Что же касается Фентона… Увы, мы так никогда и не узнаем его версию этой истории, а последующие события можем лишь восстановить по оставшимся вещественным доказательствам.
Как мне представляется, Фентон дождался, пока зал опустеет, а затем пробрался в него, чтобы отключить аппарат. Взрыв услышали по всему колледжу.
– Взрыв? – ахнул кто-то.
– Разумеется. Я содрогаюсь при мысли о том, что все мы чудом избежали гибели. Еще десяток децибел, пара лишних микрофонов, и он мог произойти, когда зал был еще полон. Считайте, если желаете, примером неумолимости провидения то, что при взрыве погиб лишь изобретатель. Возможно, оно и к лучшему: по крайней мере, он погиб в момент своего триумфа и прежде, чем до него добрался декан факультета.
– Да хватит морали. Что случилось-то?
– Что ж, я уже упоминал, что Фентон был весьма слаб в теории. Если бы он провел математический расчет глушителя, то обнаружил бы свою ошибку. Видите ли, проблема в том, что нельзя уничтожить энергию. Даже когда один волновой пакет гасится другим. Вся нейтрализованная энергия просто-напросто накапливается в другом месте. Представьте, что вы подмели в комнате пол и в ней стало чисто – но лишь потому, что весь мусор вы замели под ковер.

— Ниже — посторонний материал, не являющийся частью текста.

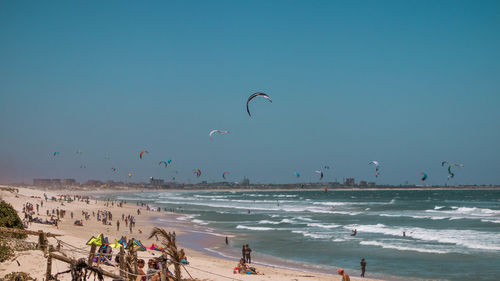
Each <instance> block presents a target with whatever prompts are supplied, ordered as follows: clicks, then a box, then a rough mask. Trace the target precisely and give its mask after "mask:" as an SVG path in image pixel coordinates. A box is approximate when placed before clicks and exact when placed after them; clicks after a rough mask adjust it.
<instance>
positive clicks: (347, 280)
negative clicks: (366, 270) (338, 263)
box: [337, 268, 351, 281]
mask: <svg viewBox="0 0 500 281" xmlns="http://www.w3.org/2000/svg"><path fill="white" fill-rule="evenodd" d="M337 273H338V274H339V275H342V281H351V278H350V277H349V275H347V273H345V272H344V270H343V269H342V268H339V269H338V270H337Z"/></svg>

Если внимательно проанализировать теорию, то станет ясно, что аппарат Фентона был не столько глушителем, столько накопителем звука. И все время, пока был включен, поглощал звуковую энергию. И на том представлении он просто-напросто ей захлебнулся. Вы меня лучше поймете, если просмотрите партитуру оперы. А к музыке, само собой, добавился издаваемый зрителями во время паники шум – вернее, шум, который они пытались издать. Суммарное количество энергии было огромным, а бедному глушителю приходилось всю ее накапливать. Где она копилась? Ну, я не видел его схемы… скорее всего, в конденсаторах блока питания. И к тому времени, когда Фентон решил выключить аппарат, тот превратился во взведенную бомбу. Звук его приближающихся шагов оказался последней соломинкой, и переполненный энергией аппарат не выдержал. Он взорвался.

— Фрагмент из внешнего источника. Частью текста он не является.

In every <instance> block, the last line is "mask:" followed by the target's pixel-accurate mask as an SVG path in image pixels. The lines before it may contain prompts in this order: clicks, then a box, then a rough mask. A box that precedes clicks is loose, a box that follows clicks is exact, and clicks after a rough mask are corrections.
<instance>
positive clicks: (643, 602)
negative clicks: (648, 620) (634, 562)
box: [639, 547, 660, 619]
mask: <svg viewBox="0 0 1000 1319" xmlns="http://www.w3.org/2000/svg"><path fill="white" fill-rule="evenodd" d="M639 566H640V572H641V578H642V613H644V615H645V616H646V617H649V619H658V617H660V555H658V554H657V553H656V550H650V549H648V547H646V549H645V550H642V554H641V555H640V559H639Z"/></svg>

Некоторое время все молчали – вероятно, в знак уважения к памяти покойного Фентона. Потом через круг слушателей протолкался Эрик Мэйн, который последние десять минут что-то бормотал в углу, сидя над расчетами. Он воинственно помахивал перед собой листком бумаги.
– Эй! – воскликнул он. – Я был прав с самого начала. Эта штука не могла работать. Зависимость между фазой и амплитудой…
Парвис небрежно отмахнулся.
– Как раз это я и объяснял, – терпеливо произнес он. – Вы бы лучше слушали. Как жаль, что бедняга Фентон узнал о своей ошибке столь трагически.
Он взглянул на часы и почему-то сразу заторопился.
– Господи! Мне пора бежать. Напомните как-нибудь, чтобы я рассказал, какие поразительные вещи можно увидеть в новый протонный микроскоп. Это еще более замечательная история.
Он уже подошел к двери, и лишь тогда Джордж Уитли опомнился.